Shrine::Plugins::Lambda

Provides AWS Lambda integration for Shrine File Attachment toolkit for Ruby applications

Description

AWS Lambda

AWS Lambda is a serverless computing platform provided by Amazon as a part of the Amazon Web Services. It is a compute service that could run someone's uploaded code in response to events and/or requests, and automatically manages and scales the compute resources required by that code.

Shrine

Shrine is the best and most versatile file attachment toolkit for Ruby applications, developed by Janko Marohnić. It has a vast collection of plugins with support for direct uploads, background processing and deleting, processing on upload or on-the-fly, and ability to use with other ORMs

Shrine-Lambda

Shrine-Lambda is a plugin for invoking AWS Lambda functions for processing files already stored in some AWS S3 bucket. Specifically, it was designed for invoking an image resizing AWS Lambda function like this one, but it could be used to invoke any other function, due to Shrine's modular plugin architecture design.

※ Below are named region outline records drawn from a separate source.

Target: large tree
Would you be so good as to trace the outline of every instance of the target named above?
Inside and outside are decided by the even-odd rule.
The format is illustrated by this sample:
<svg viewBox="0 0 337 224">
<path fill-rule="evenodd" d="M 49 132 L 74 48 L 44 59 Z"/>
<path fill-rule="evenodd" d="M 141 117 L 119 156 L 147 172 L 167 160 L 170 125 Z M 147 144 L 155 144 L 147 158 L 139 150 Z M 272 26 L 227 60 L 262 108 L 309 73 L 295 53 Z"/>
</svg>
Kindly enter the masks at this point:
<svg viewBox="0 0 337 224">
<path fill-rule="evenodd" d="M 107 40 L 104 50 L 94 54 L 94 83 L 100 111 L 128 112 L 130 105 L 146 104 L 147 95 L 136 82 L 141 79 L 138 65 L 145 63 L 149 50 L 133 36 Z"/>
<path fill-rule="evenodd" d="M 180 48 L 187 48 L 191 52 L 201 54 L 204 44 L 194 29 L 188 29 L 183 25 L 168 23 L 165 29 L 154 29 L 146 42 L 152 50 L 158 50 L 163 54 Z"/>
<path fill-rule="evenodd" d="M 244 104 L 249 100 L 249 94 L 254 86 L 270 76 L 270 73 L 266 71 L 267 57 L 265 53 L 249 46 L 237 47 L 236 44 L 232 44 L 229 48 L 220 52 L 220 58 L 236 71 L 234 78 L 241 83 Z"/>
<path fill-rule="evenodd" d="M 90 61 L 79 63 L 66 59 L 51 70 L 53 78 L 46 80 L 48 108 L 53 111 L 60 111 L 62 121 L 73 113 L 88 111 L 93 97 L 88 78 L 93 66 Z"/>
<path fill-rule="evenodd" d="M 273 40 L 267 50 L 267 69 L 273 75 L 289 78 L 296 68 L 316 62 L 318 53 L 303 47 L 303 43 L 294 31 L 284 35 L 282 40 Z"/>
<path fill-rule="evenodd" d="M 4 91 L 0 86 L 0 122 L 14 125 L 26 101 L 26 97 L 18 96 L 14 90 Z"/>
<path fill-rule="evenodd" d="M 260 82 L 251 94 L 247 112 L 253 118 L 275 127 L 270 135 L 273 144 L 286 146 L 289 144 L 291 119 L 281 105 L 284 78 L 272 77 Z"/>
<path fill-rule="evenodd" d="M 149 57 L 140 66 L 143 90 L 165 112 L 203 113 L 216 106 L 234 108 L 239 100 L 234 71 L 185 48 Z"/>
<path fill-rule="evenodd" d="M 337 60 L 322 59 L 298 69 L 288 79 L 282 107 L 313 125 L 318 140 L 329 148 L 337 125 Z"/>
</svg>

The function is invoked to run asynchronously. Function's result will be sent by AWS Lambda back to the invoking application in a HTTP request's payload. The HTTP request would target a callback URL specified in the Shrine-Lambda's setup. So, the invoking application must provide a HTTP endpoint (a webhook) to catch the results.

Setup

Add Shrine-Lambda gem to the application's Gemfile:

gem 'shrine-lambda'

Run $ bundle install command in the application's root folder to install the gem.

Note, that for working with AWS, the AWS credentials (the access_key_id and the secret_access_key) should be set either in the Shrine initializer, or in default profile in the ~/.aws folder.

# config/initializers/shrine.rb:

# ...

  s3_options = { access_key_id:     'your_aws_access_key_id',
                 secret_access_key: 'your_aws_secret_access_key',
                 region:            'your AWS bucket region' }

Also, for Lamda functions to work, various AWS Lamda permissions should be managed on the Amazon Web Services side.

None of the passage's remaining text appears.